The Buddha’s teaching starts with a simple observation: “There is suffering” (Skt. duhkha). Not as pessimism, but as honest seeing—the first step on the path. It is directly related to craving and aversion, wanting things to be different than they are in some way or other. I am intrigued to see how closely this mirrors what neuroscience reveals: we’re wired to tighten against difficulty, to brace against what we don’t want. The sympathetic nervous system mobilizes us—muscles tensing, breath shortening, attention narrowing. This response served our ancestors well when facing predators, but it fires just as readily for lost phones, confusing websites, not to speak of all-pervading global threats such as climate change. The difference is that in our fast digital society there is hardly room to recover from stress; it has become chronic.

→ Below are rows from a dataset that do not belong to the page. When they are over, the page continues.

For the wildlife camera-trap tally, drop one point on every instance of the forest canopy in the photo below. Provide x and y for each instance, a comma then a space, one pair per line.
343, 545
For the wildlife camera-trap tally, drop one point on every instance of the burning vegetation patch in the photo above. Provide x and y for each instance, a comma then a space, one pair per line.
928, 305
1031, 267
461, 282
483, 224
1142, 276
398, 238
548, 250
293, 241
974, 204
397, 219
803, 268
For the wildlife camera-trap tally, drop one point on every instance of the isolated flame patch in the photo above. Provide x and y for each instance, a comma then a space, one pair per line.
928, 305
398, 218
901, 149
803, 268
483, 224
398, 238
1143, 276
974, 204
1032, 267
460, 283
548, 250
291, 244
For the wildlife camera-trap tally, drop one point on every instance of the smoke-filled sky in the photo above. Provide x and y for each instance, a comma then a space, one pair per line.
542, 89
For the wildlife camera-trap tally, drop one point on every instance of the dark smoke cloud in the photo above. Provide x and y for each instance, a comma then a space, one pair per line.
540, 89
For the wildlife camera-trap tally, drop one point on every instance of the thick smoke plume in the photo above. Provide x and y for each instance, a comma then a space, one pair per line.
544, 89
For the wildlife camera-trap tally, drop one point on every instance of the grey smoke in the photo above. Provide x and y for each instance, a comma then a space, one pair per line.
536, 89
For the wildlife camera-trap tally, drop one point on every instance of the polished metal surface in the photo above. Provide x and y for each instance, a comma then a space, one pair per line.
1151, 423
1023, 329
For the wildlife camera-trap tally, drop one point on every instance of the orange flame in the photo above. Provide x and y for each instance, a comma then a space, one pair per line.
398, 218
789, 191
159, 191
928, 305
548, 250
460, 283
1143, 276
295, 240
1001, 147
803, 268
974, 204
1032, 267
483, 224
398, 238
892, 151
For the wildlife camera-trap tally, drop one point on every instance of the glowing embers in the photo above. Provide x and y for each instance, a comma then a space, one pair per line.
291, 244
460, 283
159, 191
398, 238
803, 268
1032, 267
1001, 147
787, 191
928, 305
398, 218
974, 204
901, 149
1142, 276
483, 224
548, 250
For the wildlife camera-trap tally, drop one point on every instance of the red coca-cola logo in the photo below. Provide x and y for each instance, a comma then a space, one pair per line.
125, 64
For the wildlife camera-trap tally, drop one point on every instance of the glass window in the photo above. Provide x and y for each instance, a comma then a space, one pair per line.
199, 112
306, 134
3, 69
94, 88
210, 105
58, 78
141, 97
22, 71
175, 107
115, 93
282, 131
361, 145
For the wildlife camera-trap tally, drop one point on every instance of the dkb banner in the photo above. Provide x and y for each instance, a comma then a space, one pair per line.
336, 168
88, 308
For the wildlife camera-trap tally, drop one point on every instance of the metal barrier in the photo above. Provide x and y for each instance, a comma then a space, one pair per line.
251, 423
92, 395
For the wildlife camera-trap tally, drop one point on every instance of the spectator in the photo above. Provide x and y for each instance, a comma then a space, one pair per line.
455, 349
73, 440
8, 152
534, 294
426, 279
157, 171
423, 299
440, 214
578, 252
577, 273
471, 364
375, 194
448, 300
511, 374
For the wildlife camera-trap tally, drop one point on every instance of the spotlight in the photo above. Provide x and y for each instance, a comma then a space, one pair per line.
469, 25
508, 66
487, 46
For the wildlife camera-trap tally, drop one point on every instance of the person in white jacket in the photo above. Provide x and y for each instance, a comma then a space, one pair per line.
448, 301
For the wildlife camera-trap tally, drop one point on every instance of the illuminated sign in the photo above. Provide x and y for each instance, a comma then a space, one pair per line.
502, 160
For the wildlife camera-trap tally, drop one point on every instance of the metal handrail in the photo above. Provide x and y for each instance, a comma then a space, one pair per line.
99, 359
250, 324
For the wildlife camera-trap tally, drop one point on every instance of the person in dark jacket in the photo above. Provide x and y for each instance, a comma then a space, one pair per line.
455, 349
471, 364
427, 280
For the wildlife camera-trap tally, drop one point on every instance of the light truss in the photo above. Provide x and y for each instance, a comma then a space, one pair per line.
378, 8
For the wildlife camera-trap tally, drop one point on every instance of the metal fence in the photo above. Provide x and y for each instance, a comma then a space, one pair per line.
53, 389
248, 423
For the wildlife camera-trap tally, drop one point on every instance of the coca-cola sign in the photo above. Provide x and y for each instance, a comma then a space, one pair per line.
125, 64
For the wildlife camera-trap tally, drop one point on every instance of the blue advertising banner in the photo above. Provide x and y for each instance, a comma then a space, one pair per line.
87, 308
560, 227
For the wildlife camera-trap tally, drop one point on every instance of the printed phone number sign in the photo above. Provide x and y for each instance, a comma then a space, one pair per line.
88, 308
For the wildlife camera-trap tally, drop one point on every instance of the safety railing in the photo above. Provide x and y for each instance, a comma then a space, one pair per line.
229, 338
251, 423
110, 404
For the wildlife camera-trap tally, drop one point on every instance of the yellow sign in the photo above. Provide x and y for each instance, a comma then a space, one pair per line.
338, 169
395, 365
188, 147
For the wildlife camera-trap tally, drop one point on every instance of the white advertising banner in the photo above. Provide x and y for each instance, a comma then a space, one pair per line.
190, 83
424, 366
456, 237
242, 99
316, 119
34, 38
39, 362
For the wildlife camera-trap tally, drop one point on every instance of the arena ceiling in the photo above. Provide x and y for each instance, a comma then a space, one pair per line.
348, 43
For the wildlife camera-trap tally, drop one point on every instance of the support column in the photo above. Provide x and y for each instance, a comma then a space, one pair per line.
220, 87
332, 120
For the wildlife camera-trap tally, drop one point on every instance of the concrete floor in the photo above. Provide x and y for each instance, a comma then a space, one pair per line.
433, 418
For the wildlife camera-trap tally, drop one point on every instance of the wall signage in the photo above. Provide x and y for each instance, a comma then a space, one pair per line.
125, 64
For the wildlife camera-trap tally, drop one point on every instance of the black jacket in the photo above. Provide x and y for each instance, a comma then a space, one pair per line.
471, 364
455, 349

One of the great gifts of mindfulness is the opening up of choice in how we respond to a triggering situation: if our nervous system is regulated enough to be present in the first place, and if we catch it early enough. Neuroscientists describe a “window of tolerance”—that zone where we can be present with difficulty without becoming overwhelmed or shutting down. Mindfulness practice gradually expands this window through the interplay of mind and body. Regulation can proceed from the top down—using the mind to calm the body—or from the bottom up—using the body to calm the mind.**
There was a decisive moment in both the scenarios I described, a flash of recognition. When I realised that I didn’t have my phone with me and my stomach sank a fraction, almost instantaneously there was a realization that it mattered how I was present with this. That this shift toward greater awareness was almost as important as finding the phone. In the ticket-booking saga, the moment of recognition came a bit late, but when it arrived there was a similar, noticeable sense of uplift and relief. A moment of insight that it hurts to strive toward results in this driven way and that it doesn’t have to be this way; it is perfectly possible, based on my experience, to be efficient and relaxed. In both cases the awareness of the bodily state of stress activation was a crucial part of the experience.
This recognition—this honest seeing of our actual state—is the foundation for everything that follows. Once we know we’re struggling, once we’ve felt that sinking stomach or tight jaw or shallow breath, we have options. We can pause. We can breathe more deeply. We can soften the grip, drop the shoulders, and widen our gaze. We can ask ourselves: What does this situation actually call for? Do I need to act? To wait? To let go?
But without recognition, we’re just ricocheting between states of activation and exhaustion, accumulating tension we don’t even know we’re carrying until our bodies force us to pay attention through pain, illness, or breakdown. Much conspires to keep us from this honest assessment of what’s going on for us—a general expectation to always be on top of the game, for example. Or a lack of confidence that we can handle emotional challenges, leading to continuously distracting ourselves. But as the meditation teacher Tara Brach puts it, “The boundary to what we can accept is the boundary to our freedom.” Recognition expands that boundary, one conscious moment at a time.
* Lazarus, R. S., and S. Folkman. 1984. Stress, Appraisal, and Coping. New York: Springer, p.19.
** van der Kolk, B. A. (2014). The Body Keeps the Score: Brain, Mind, and Body in the Healing of Trauma. New York: Viking. pp. 62-63.